You’ve heard, I suspect, of a gazetteer, which is a geographical dictionary. And perhaps you’ve seen the Rocketeer, the high-flying 1991 Disney film hero based on a character created for Pacific Comics in the 1980’s. If you read Scripture, you also know about Pharoah's chariots and charioteers. But what’s a gadgeteer?
Well, that would be somebody who has to have an alarm clock that speaks like a butler ($99.95), a stainless steel wallet ($89.95), a pet drinking fountain ($69.95), or a whole-body massage chair (for just $6,000). Or maybe the gadgeteer would be partial to the seven-day-scheduling robotic vacuum which, for a mere $399.95, will clean not only his wallet but his floors.
Such are the delights of the Hammacher Schlemmer catalogue, billed as “America’s longest running catalog, offering the Best, the Only, and the Unexpected for 161 years.” And it is not hard to see why. Gadgets have about them a certain je ne sais quoi, that indefinable ability to make you feel and even look younger (especially if it’s the diamond tipped microdermabrasion system for just $249.95) or to put a spring in your step (try the spring-loaded insoles for regular or dress shoes, for less than thirty bucks).

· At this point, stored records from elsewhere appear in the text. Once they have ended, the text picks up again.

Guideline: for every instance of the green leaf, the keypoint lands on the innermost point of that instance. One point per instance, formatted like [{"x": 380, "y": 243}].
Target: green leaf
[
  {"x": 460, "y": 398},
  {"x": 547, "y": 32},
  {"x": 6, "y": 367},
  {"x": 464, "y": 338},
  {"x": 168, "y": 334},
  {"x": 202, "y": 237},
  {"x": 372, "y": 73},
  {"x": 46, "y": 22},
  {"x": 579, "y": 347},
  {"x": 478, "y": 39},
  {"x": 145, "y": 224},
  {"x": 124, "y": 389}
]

Yes, there’s something special about gadgets. Feeling down? Life too dull? Have a piece of candy, take a drink or, well, buy a gadget. After all, you deserve it.

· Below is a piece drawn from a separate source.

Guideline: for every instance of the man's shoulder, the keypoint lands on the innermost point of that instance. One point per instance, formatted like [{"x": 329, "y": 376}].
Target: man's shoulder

These are all ways to assuage our native restlessness, offering temporary delight, a sense of fulfillment, a brief place to rest. Taken in extreme moderation (if extreme moderation is possible), the occasional gadget break can work wonders. But when we find ourselves running through gadgets (or doughnuts, new clothes, vacation trips or any other stimulant) as if they are so much water from the tap (or perhaps so much liquor that needs to be kept secret), that’s a sign of spiritual trouble. That’s a sign that we’re trying to fill an inner emptiness that can really be filled only with something else.

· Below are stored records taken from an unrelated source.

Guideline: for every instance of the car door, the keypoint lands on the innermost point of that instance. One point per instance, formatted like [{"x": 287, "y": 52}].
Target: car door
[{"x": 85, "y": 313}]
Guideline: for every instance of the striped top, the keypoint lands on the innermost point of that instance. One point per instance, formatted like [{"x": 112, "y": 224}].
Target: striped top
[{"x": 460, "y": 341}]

Make that Someone Else. And let’s face it, there’s a little of the gadgeteer in most of us. The solution always lies in learning to pray.
Some of us, however, are able to rise above these petty urges. That’s probably why I immediately eschewed the mere gadgets in the 2009 Holiday Supplement catalog in favor of the bright red land sailor with the big wheels and the 36 square foot Dacron sail. Dacron, like on a real sailboat! This thing can be broken down in moments to store in a car’s trunk, and when assembled it can carry a single passenger at speeds up to 25 miles per hour, powered only by the wind.
It’s available now for Christmas delivery, and you can order it for just $999.95. Did I mention that it’s on page 58? But don’t tell my wife. Just wrap it in brown paper and send it to the office.